English

Sri Lanka: 300 families struggle for a place to live

Three hundred families within the city limits of Colombo have been engaged in a struggle for more than a month, demanding a place to live.

The families set up shanties on the banks of the Kelani River, in an area called Crows Island. On April 29 the People's Alliance (PA) government sent the police to demolish the shanties and chase the families away, claiming the land was needed for “development” work.

The people, shocked by the sudden invasion of police battalions armed with rifles and batons, dispersed in different directions, taking their children with them. But once the police had left they returned to the same plot of land, mended their rudimentary shanties and took up residence there, having no other place to live.

Some of the dwellings had only polyethylene sheets for roofs, while the roofs and walls of others were made out of coconut cadjans. Most of those living under these inhuman conditions are Tamil-speaking day labourers, who perform odd jobs in the city. They must search out such jobs on a daily basis and have neither a regular income nor any organisation to represent them.

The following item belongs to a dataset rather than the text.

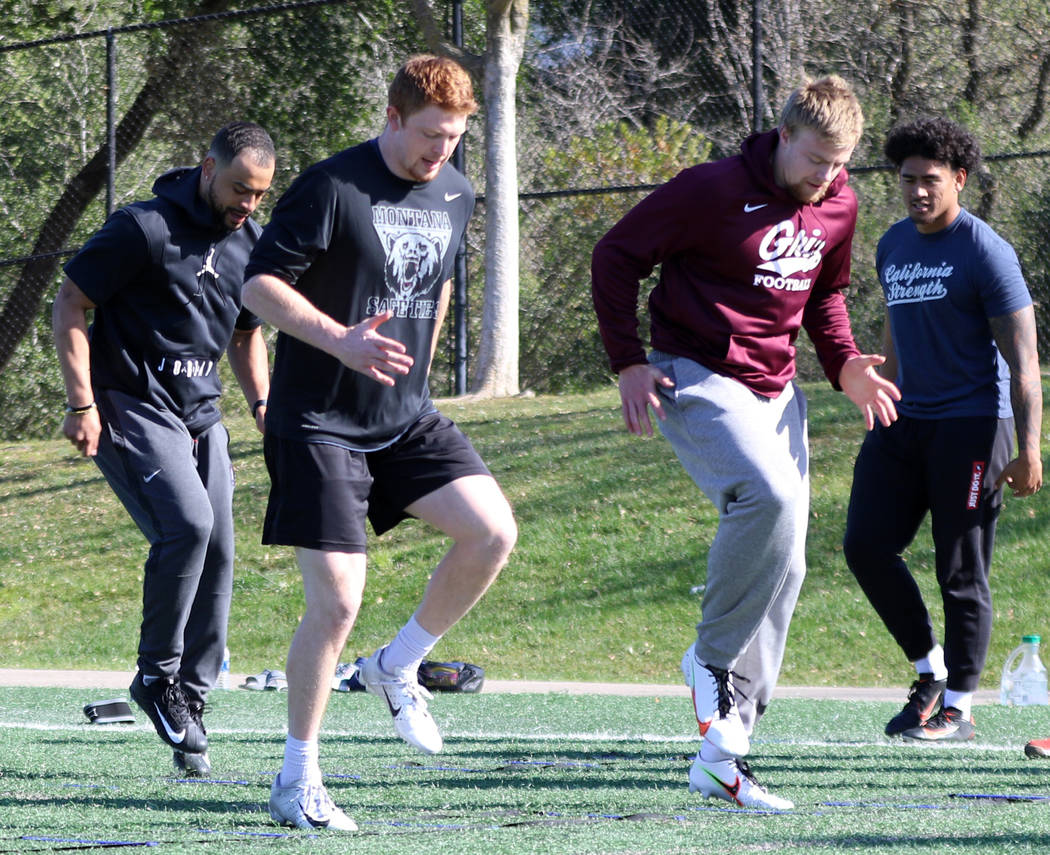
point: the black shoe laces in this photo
(174, 704)
(725, 689)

On May 27 the police once again descended on the area and chased away the dwellers. This time the police were so brutal the people fled without taking any of their belongings. Many left behind their identity cards, which are rigorously checked at army barricades set up at several places in the city. They now can move about only at the risk of arrest.

A police guard was permanently installed at Crows Island, preventing the families from returning. They then occupied nearby Witts Wyke playground, which belongs to the Colombo municipality. Now the police insist they are illegally encroaching on public property and must vacate from there as well.

These people have no roof over their heads and are forced to move from place to place with their children, including infants. They are frequently drenched by monsoon rains.

When the Socialist Equality Party (SEP) learned of the plight of these families and visited the area, the people complained that none of the parliamentarians and municipal councillors for whom they had voted came to meet with them. They had very harsh words for these officials.

The SEP took the initiative to form an action committee to defend the Crows Island dwellers, with the participation of representatives elected by the dwellers themselves. A Central Committee member of the SEP, S.K. Keerthi, was elected by the dwellers to be the secretary of the committee.

The action committee took several decisions after hearing and discussing a political report given by its secretary on Sunday, May 30. One decision was to form teams to campaign daily for support and funds at nearby workplaces—Colombo Harbour, Fertiliser Corporation, Fisheries Corporation—and among workers in the neighbourhood. It also decided to hold a picket at the city's Town Hall centre and deliver a petition to the mayor of Colombo demanding housing facilities within the city limits.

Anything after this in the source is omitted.